Fernando de Haro

Enarenar

L os manifestantes que el sábado intentaron rodear el Congreso, que parece que le han cogido gusto, seguramente no han leído a Azorín. La barricada, al menos la postmoderna, se compadece poco con las letras. El que fuera gran cronista contaba a principios del siglo pasado cómo las fuerzas de orden, si estimaban que en los aledaños iba a producirse jarana, mayormente política, cubrían los adoquines de la carrera de San Jerónimo con arena. Para que los cascos de los caballos del Ejército no resbalaran. A aquello se le llamaba «enarenar». Luego llegaban las cargas y los sables se desnudaban o se quedaban en púdico resguardo.
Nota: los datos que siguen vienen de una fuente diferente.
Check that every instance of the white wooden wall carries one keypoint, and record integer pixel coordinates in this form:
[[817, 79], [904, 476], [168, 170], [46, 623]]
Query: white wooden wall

Las detenciones y los altercados se han producido después de que los que reivindicaban tutela de sus derechos la emprendieran contra los coches de Policía, que ya se sabe que para eso están. Con esa falta de formas pierden cualquier argumento y la discusión es seria: ¿es lícito enarenar a comienzos del siglo XXI? En todas las democracias de nuestro entorno hay una regulación sobre la protección de las que se llaman «zonas de paz». En Berlín, las manifestaciones ante el Bundestag tienen que estar autorizadas por el Ministerio del Interior. En Reino Unido la decisión es también policial. En Bélgica, están prohibidas. No hay que rasgarse las vestiduras y conviene entrar a fondo en el debate. En realidad, lo que hace divertida la democracia son precisamente los límites entre diferentes derechos.

El proyecto de ley de seguridad ciudadana, que ha causado la protesta, extiende la exigencia de comunicar previamente una manifestación ante el Congreso aunque esté vacío, comunicación prevista en la ley del 83 para aquellas concentraciones en un lugar de tránsito público. Que se discuta si es un disparate no ya enarenar, sino ponerle una multa de 30.000 euros al que se salte el anuncio, pero con palabras, no con piedras. Como haría el maestro Azorín.